Art Rolnick, a former research chief at the Minneapolis Fed whose early career overlapped with Sargent's at the University of Minnesota, said other economists initially dismissed the rational expectations theory because central banks a half century ago had not built a track record of trying to control inflation.

Running through the list of Fed leaders since the 1970s, Rolnick said, "Over the years now, because of Volcker and continued with Greenspan, Bernanke, Yellen and now Powell, there's been a commitment that we will lower inflation and keep it low. That's the best thing we can do for the economy. And it looks pretty good right now for that theory."
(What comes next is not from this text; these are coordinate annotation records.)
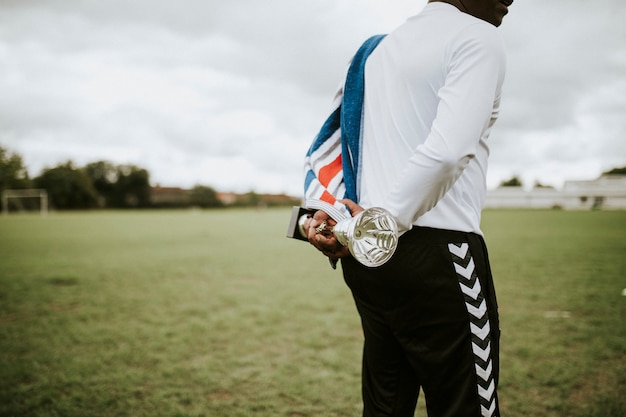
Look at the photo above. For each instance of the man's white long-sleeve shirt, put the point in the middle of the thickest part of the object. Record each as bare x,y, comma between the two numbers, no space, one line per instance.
432,94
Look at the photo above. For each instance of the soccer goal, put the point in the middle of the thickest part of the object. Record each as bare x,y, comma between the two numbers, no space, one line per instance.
22,200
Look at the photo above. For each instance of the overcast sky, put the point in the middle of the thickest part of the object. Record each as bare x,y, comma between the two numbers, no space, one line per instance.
230,93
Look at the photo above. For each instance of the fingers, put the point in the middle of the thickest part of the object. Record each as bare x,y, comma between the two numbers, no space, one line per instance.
352,206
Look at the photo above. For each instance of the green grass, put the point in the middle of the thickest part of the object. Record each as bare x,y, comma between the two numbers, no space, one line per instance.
216,313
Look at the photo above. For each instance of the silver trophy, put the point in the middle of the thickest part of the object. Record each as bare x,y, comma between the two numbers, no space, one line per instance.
371,236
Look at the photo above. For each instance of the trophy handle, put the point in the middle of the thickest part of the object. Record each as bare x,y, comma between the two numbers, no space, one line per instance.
371,236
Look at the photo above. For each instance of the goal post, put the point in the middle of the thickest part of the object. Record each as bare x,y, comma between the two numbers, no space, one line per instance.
39,193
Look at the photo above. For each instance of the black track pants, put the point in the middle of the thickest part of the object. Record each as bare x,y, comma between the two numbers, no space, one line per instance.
430,320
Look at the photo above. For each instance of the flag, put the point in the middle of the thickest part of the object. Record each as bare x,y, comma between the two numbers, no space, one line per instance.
332,162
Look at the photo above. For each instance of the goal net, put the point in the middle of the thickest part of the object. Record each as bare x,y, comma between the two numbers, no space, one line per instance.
31,199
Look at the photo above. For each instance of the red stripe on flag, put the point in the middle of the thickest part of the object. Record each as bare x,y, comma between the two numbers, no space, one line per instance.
330,171
328,197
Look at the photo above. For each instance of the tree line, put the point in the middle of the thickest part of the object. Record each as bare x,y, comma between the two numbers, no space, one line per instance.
103,184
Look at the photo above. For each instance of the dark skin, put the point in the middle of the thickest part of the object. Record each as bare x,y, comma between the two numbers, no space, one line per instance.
491,11
326,242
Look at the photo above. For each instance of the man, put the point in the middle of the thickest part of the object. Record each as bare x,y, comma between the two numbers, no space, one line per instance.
429,315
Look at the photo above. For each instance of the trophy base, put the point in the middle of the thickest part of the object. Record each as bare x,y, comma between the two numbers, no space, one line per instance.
294,230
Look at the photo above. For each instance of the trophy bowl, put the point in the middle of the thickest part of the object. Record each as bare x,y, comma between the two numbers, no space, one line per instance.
371,235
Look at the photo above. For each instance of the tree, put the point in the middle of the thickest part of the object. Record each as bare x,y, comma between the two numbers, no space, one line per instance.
13,173
616,171
513,182
103,175
132,188
204,197
68,187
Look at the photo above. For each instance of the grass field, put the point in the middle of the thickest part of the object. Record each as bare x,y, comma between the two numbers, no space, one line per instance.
216,313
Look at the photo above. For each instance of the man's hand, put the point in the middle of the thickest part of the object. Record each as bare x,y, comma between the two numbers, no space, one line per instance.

Tyler Cowen, the polymath economist at George Mason University, called it early, with a column in July 2023 for Bloomberg headlined "Divided Public Believed Enough in Fed to Avoid A Recession." He wrote, "If the central bank announces a lower inflation target, and most people believe the central bank, wages and prices adjust in rough sync with demand."

Fed Chair Jerome Powell didn't mention the importance of expectations management until last month. In a speech to other central bankers and economists at their annual gathering in Jackson Hole, Wyoming, Powell said the rational expectations theory hadn't been tested in more than 20 years because there's been no significant inflation in that time. "It was far from assured" people would believe the Fed, or "anchor" their expectations, Powell said.

"Disinflation while preserving labor market strength is only possible with anchored inflation expectations, which reflect the public's confidence that the central bank will bring about 2% inflation over time," Powell said. "That confidence has been built over decades and reinforced by our actions."